Private taxi apps like Uber and Hailo are becoming ever popular, but not everyone is happy with their UK expansion. But how widespread are they? According to new figures from the Department of Transport, the number of private hire vehicles in England has risen by 11.8 percent since 2013, with London seeing a massive 26 percent rise alone. There are now a record 62,754 private vehicles operating in the capital, up from 49,854 in 2013.

The increase in private taxis has London mayor Boris Johnson on edge. He's already backed calls for a limit on the number of private hire vehicles in the city and may force drivers to pass a Knowledge-like test to prove their geographic expertise. Johnson admits he doesn't like "the brash attitudes" of large American internet companies and believes the proposed (easier) test would ensure regular cabbies "retain their distinctiveness." New York Mayor Bill de Blasio recently proposed a similar plan to enforce a cap, but later put it on ice.

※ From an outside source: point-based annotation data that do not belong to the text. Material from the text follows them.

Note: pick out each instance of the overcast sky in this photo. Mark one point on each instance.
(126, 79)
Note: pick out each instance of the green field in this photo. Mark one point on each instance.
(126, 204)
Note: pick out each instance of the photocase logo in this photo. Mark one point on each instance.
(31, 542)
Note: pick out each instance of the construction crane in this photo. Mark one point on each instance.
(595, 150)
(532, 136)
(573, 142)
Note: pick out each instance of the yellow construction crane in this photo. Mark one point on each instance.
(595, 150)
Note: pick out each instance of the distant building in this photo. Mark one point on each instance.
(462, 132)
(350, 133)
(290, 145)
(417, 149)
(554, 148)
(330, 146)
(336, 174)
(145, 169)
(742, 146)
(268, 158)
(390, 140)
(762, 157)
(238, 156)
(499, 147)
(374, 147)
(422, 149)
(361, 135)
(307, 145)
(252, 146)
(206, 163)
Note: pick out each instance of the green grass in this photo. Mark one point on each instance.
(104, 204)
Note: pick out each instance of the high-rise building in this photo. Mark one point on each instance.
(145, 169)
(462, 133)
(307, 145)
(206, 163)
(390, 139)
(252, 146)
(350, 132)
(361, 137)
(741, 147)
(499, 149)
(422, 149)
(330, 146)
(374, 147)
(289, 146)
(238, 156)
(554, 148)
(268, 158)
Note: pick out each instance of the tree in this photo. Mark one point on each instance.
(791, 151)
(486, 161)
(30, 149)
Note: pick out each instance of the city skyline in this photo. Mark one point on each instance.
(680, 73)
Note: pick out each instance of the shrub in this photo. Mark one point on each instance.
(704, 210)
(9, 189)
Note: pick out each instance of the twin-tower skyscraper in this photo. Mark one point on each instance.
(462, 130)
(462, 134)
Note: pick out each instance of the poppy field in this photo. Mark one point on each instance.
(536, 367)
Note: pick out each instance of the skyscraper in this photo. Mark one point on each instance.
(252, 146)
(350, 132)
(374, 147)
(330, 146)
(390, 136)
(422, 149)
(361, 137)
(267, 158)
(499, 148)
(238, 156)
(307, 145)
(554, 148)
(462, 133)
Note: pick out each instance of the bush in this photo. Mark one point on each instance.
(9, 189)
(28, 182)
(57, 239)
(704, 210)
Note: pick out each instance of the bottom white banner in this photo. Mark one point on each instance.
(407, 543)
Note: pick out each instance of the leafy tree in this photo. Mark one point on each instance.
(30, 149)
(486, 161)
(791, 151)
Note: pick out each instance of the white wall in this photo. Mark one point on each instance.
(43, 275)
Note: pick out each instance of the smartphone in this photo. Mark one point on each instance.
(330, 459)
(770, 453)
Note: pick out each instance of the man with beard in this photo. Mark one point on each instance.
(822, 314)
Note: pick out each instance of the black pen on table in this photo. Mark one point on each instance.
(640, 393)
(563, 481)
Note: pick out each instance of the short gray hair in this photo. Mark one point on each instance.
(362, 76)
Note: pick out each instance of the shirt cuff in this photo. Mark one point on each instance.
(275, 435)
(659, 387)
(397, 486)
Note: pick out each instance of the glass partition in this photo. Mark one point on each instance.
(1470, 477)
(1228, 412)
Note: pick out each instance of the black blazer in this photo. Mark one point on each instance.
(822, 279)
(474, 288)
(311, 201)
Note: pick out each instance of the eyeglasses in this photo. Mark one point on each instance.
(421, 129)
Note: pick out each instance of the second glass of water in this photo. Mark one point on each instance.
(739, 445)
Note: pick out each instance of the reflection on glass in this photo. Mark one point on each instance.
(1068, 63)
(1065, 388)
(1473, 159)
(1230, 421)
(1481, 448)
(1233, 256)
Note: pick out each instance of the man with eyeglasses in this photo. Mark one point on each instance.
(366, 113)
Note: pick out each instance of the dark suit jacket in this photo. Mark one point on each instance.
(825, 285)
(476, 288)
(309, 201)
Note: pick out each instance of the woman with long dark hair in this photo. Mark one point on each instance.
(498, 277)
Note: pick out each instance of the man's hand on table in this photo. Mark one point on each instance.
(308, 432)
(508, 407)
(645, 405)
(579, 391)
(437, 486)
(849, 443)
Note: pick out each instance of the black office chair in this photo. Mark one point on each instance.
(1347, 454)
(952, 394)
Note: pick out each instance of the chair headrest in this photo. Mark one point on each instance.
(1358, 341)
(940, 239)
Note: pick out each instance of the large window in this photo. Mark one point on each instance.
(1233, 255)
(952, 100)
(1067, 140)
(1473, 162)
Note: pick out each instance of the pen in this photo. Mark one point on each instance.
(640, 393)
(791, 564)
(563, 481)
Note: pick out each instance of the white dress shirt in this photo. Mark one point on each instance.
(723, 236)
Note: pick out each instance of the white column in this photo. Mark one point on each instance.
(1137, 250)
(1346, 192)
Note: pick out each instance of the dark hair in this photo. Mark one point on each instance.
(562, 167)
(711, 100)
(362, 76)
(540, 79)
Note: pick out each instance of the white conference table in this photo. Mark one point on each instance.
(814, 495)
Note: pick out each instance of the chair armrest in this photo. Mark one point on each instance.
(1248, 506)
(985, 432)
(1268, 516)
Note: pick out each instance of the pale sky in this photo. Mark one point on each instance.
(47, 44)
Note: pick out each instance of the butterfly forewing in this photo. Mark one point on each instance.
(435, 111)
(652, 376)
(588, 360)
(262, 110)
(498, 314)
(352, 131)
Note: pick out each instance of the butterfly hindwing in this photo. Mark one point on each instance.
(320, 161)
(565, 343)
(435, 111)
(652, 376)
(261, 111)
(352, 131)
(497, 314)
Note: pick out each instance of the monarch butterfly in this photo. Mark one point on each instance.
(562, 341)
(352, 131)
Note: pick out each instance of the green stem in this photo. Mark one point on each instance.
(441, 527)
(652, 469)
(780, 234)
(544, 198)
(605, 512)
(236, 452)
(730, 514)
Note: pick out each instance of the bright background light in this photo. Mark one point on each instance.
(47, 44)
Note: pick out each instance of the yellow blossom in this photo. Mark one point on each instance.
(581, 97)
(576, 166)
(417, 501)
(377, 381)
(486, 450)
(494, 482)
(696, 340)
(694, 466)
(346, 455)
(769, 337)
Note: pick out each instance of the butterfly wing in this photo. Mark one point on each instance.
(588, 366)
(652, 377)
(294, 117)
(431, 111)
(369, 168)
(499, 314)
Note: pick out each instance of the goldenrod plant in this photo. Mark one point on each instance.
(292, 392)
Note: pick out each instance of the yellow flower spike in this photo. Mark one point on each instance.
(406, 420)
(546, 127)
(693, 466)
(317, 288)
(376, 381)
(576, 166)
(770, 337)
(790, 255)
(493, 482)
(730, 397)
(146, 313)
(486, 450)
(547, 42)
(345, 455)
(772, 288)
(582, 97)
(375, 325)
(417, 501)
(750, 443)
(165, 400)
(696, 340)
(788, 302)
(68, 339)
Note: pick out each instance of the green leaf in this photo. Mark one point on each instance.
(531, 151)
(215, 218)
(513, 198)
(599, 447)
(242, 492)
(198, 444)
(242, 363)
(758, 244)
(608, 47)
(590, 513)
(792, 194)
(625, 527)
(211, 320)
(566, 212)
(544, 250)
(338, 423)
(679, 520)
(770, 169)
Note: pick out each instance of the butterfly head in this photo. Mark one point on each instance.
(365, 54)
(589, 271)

While the number of licenced taxis rose by 1.5 percent to 25,000, there are now 58 fewer Hackney Carriages in operation than in 2011. The Licensed Taxi Drivers Association (LTDA), which represents London's black cab drivers, argues that Uber's growth has gone unchecked. It believes fare-calculating apps are illegal and so pressured Transport for London (TfL) to restrict the private hire company's operations, but that decision now rests with London's High Court.